Third lacrosse player charged in guinea pig's slaughter
Woodhaven — A third Grosse Ile High School lacrosse player has been charged in the alleged pregame slaughter of a guinea pig in April, according to the Wayne County Prosecutor's Office.
The 16-year-old boy was charged in juvenile court with one count of killing/torturing an animal and one count of animal cruelty, spokeswoman Maria Miller said in a press release. The boy was not named since he is underage.
"He was with defendants (Tanner) Coolsaet and (Michael) Roth on April 30, 2016, when he is alleged to have stabbed the guinea pig with a knife," Miller said.
The teen is expected in court Aug. 11 at the Lincoln Hall of Justice before Referee Viola King. If convicted, he will be sentenced by the judge.
The unnamed teen is charged alongside fellow Grosse Ile lacrosse players Coolsaet, 18, and Roth, 17, who appeared briefly in Woodhaven's 33rd District Court Tuesday for a hearing on their felony charges: two counts each of killing/torturing an animal and conspiracy to kill/torture an animal.
Coolsaet and Roth are charged as adults and face up to four years in prison. They were arraigned July 18 and released on $5,000 personal bonds.
The charges stem from a pregame meeting around 11:30 a.m. April 30 involving a group of varsity boys lacrosse players, according to the prosecutor’s office.
“Two team members, Coolsaet and Roth, arrived at the meeting location and produced a box containing a guinea pig,” Miller said in a statement earlier this month. “Coolsaet had a knife and slit the guinea pig’s throat. Roth grabbed the guinea pig and struck it with a small bat. The animal died shortly thereafter.”
Miller's statement at the time did not mention the 16-year-old defendant now charged alongside his teammates.
Coolsaet and Roth are due back in court 1 p.m. Aug. 15 for their preliminary examination, which is expected to last a couple hours and feature “quite a few witnesses,” Judge James Kersten said.

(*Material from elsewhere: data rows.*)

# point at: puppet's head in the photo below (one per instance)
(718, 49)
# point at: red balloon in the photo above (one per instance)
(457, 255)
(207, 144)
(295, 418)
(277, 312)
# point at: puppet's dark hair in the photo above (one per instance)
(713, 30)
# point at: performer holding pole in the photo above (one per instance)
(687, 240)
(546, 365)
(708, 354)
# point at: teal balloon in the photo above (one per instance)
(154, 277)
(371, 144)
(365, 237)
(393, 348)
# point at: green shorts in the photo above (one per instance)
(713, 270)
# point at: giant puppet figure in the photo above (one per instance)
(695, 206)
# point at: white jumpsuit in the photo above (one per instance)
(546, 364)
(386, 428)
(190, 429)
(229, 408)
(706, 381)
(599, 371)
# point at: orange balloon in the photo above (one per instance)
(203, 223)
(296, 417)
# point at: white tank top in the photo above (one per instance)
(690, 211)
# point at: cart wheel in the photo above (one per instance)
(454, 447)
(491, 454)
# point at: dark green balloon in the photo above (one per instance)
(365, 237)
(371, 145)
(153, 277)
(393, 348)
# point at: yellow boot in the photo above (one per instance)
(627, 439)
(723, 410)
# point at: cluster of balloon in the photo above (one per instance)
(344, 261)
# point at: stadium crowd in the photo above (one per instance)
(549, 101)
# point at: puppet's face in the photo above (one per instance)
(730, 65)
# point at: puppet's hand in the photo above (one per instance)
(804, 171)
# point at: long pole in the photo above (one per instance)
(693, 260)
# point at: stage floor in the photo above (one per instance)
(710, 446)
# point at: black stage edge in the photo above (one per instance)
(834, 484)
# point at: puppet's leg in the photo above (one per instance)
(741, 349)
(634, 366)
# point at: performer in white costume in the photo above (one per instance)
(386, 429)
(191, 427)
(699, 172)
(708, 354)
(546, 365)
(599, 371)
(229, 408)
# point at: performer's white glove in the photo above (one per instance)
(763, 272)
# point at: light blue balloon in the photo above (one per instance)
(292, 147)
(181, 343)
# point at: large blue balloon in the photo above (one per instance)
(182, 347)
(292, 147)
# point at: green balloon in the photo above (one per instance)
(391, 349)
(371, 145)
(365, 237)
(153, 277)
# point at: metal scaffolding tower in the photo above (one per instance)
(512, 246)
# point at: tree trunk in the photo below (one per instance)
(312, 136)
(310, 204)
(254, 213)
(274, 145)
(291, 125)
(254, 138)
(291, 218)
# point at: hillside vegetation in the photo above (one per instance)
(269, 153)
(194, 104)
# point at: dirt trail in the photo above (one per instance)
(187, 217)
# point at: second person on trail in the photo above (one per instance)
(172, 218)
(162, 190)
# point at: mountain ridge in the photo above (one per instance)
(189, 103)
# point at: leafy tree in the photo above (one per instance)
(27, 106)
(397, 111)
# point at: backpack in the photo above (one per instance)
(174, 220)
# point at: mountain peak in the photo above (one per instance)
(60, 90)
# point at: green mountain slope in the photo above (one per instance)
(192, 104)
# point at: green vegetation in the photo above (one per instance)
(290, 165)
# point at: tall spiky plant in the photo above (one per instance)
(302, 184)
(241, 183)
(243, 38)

The hearing initially was set for Aug. 2, but was delayed Tuesday due to scheduling conflicts for both defense and prosecution teams.
Kersten on Tuesday also adjusted the Coolsaet's and Roth's bonds, which originally prohibited possession of pets. The pair now cannot have contact with any animal aside from family pets already present in their homes, including two birds, a fish and two cats.
Roth on Tuesday requested permission to travel to Colorado early next month to visit a family member, a motion granted by Kersten.
Wayne County Prosecutor Kym Worthy condemned the alleged attack earlier this month.
“The alleged facts in this case illustrate much more than a youthful prank or a pre-game antic,” she said in a statement. "We must take these cases seriously.”